Bien que Davis n’ait pas réussi à empêcher l’avortement, il a par la suite intenté une action en justice pour enquêter sur son ex-partenaire et les personnes qui l’ont aidée à subir l’intervention. Son objectif est de « poursuivre en justice pour mort injustifiée toute personne impliquée dans le meurtre de son enfant à naître ».
Un avenir incertain
Alors que les tribunaux examinent s’il est légal d’interdire les déplacements interétatiques pour avorter, il est utile de prendre en compte l’affaire de la Cour suprême de 1975, Bigelow c. Virginie.
Cette affaire a éclaté après qu’un journal de Virginie a publié une publicité pour une clinique d’avortement à New York. L’État de Virginie a condamné le rédacteur en chef pour avoir violé une loi de Virginie qui considère comme un délit le fait pour quiconque « d’encourager l’avortement par une publication, une conférence, une publicité ou par la vente ou la diffusion d’une publication » .
La Cour suprême a invalidé la loi de Virginie, qui violait le Premier Amendement, et a également noté que la Virginie ne pouvait pas « empêcher ses résidents de se rendre à New York pour obtenir » un avortement ou « les poursuivre pour s’y être rendus ». Cette formulation sur le droit de voyager n’était cependant pas essentielle à la décision finale de la Cour, elle ne peut donc pas nécessairement être invoquée.
L’affaire Bigelow a également été tranchée quelques années seulement après que l’arrêt Roe v. Wade ait établi un droit constitutionnel à l’avortement. Ce droit n’existe plus depuis l’arrêt Dobbs.
Cette situation juridique suscite une incertitude quant à savoir si et comment la Cour suprême protégerait le droit de voyager pour avorter.

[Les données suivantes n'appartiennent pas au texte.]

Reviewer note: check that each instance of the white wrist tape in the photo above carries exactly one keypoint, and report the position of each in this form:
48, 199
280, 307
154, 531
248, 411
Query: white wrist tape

Les États tentent de protéger le droit à l’avortement
Environ 22 États ont réagi aux interdictions d’avortement et aux autres mesures restrictives sur les déplacements entre États en adoptant des lois dites « boucliers ». Ces lois visent à empêcher les États interdisant l’avortement d’enquêter sur les tentatives de leurs résidentes d’avorter dans l’État bouclier.
Dans la même optique, l’administration Biden a publié en 2024 une règle qui protège la confidentialité des informations médicales personnelles des personnes en ce qui concerne l’avortement lorsque ces soins sont légaux.
La décision Dobbs a renvoyé la question de l’avortement aux États. Mais elle n’a pas réglé de nombreuses autres questions juridiques liées à l’avortement, comme celle de savoir s’il existe un droit à voyager pour se faire avorter.